ニューヨーク、ロンドン、ローマ、香港、ソウル……。「ウォール街を占領せよ」の掛け声のもと、経済格差の解消などを求める抗議行動が世界に広がっている。日本にも波及したが、10月15日に行われたデモの参加者はわずか100人ほど。数千人規模で展開する欧米とは格段の差がある。日本の若者はなぜ、立ち上がらないのか。若者論に通じる識者4人に聞いた。
識者は内田樹・神戸女学院大学名誉教授、城繁幸・ジョーズ・ラボ代表、原田泰・大和総研顧問、山田昌弘・中央大学教授の4氏。各氏の略歴は文末に掲載。
■山田氏「親と同居のパラサイト多く、不満ない」 城氏「デフレで若者の生活水準が向上」
中央大学文学部の山田昌弘教授(専門は家族社会学、53)は「若者が立ち上がらないのは、不満がないから。将来を考えれば不安はあるが、今は楽しい。これが大方の若者の本音ではないか」と語る。
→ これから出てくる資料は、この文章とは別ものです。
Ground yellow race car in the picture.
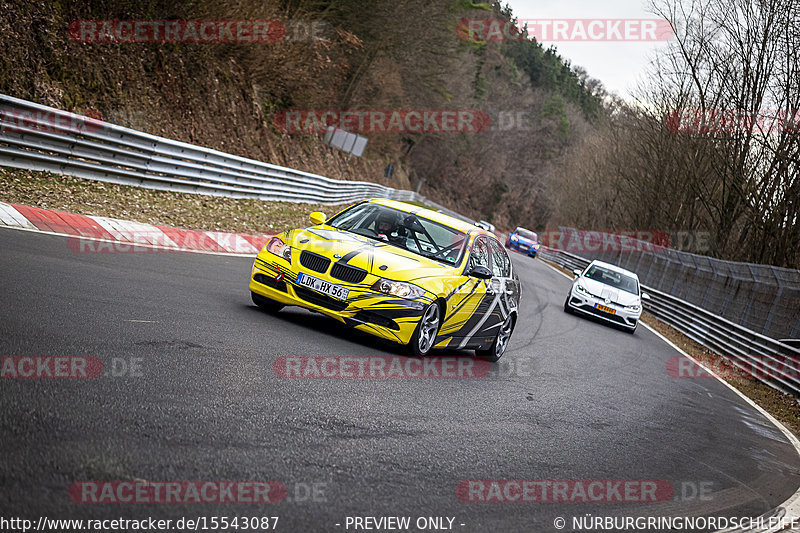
[250,200,520,361]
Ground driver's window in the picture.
[469,236,492,270]
[491,239,511,278]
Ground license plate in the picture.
[297,272,350,300]
[594,304,617,315]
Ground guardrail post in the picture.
[761,267,783,335]
[740,263,756,325]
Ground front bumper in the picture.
[567,287,642,329]
[249,251,434,344]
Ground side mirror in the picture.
[467,265,492,279]
[308,211,328,226]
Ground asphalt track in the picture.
[0,229,800,531]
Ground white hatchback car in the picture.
[564,261,650,333]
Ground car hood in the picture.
[576,277,641,305]
[287,227,455,281]
[516,235,539,246]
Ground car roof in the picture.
[367,198,482,235]
[587,259,639,281]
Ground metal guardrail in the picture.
[539,247,800,396]
[0,94,471,222]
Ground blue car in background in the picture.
[506,227,539,257]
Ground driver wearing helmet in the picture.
[375,211,398,242]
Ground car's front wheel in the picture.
[475,314,514,362]
[408,302,442,357]
[255,291,284,313]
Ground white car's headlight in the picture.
[575,285,594,296]
[264,237,292,261]
[372,278,425,300]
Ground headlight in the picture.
[575,285,594,296]
[372,278,425,300]
[264,237,292,261]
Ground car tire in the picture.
[255,291,284,313]
[408,302,442,357]
[475,313,516,363]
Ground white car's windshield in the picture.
[584,265,639,294]
[328,202,467,265]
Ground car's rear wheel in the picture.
[255,291,284,313]
[408,302,442,357]
[475,313,514,362]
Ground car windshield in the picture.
[584,265,639,294]
[327,202,467,265]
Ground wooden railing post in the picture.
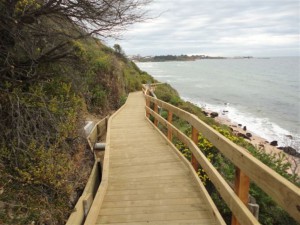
[168,111,173,141]
[154,103,158,126]
[191,127,199,172]
[231,167,250,225]
[146,98,150,118]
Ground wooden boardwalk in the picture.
[85,92,222,225]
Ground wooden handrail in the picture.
[144,91,300,224]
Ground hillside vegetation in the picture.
[0,38,153,224]
[155,84,300,225]
[0,0,153,225]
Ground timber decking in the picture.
[91,92,219,225]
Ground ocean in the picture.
[137,57,300,151]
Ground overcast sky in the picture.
[108,0,300,57]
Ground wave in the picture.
[183,97,300,151]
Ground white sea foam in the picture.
[183,97,300,149]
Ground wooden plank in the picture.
[97,211,210,224]
[106,186,202,196]
[147,109,258,225]
[191,127,199,172]
[108,180,196,191]
[99,203,207,216]
[84,92,131,225]
[102,197,203,209]
[145,96,300,222]
[231,168,250,225]
[85,93,223,225]
[97,218,215,225]
[105,192,202,202]
[148,120,226,225]
[168,111,173,141]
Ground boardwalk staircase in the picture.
[67,85,300,225]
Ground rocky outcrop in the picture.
[270,141,278,146]
[246,133,252,137]
[237,132,251,140]
[210,112,219,118]
[278,146,300,158]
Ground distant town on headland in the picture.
[130,55,253,62]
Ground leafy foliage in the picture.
[156,85,299,225]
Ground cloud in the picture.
[105,0,300,56]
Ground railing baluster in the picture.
[168,111,173,141]
[154,103,158,126]
[146,98,150,118]
[231,167,250,225]
[191,127,199,172]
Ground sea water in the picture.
[137,57,300,151]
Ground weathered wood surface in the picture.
[86,92,224,225]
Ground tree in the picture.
[0,0,150,88]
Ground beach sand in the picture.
[211,113,300,176]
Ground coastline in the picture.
[211,110,300,176]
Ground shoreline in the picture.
[209,109,300,176]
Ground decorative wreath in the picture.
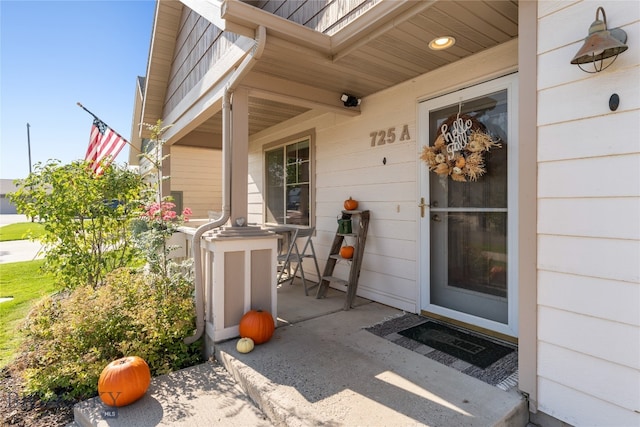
[420,115,502,182]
基盤としてあるのが親との同居、いわゆる「パラサイト」だ。「住宅費が高い日本では、住むところさえあれば生きていける。親と同居していれば、食事もまかなってもらえる。こんな環境にあっては、デモなんて考えもしないだろう。欧米であれだけデモが広がったのは、住むところがないという現実がある」。
山田氏はまた「パラサイトしている若者は横の連携が取りづらい」とも指摘する。「欧米では貧困層がまとまって暮らすエリアがあり、そこでくすぶった不満が発火点となるケースが目立つ。しかし日本ではたとえ不満を抱えていても、親元で暮らす限りはそれは点にすぎず、面にはならない。これではまとまった運動にはつながりにくい」。
城繁幸 ジョーズ・ラボ代表
人事コンサルタントの城繁幸氏(38)は「生活水準の相対的な向上」を理由に挙げる。「デフレの進行によって、かつてないほど生活費が抑えられている。300円の牛丼を食べてケータイをいじってゲームをしている方が心地よい、という現状がある限り、大多数の若者はデモには向かわないだろう」。
欧米のデモの中には経済のグローバル化を標的にする動きがあるが、城氏は「日本の若者はグローバル化の恩恵を受けている。1980年代の20代よりも、今の20代の方が物質的には豊か。年収はおそらく3割程度減っているが、80年代は牛丼は高く、部屋にはエアコンもパソコンも携帯電話もなかった。基礎的な生活水準は格段に上がっており、この差が若者の気質に与える影響は大きい」と話す。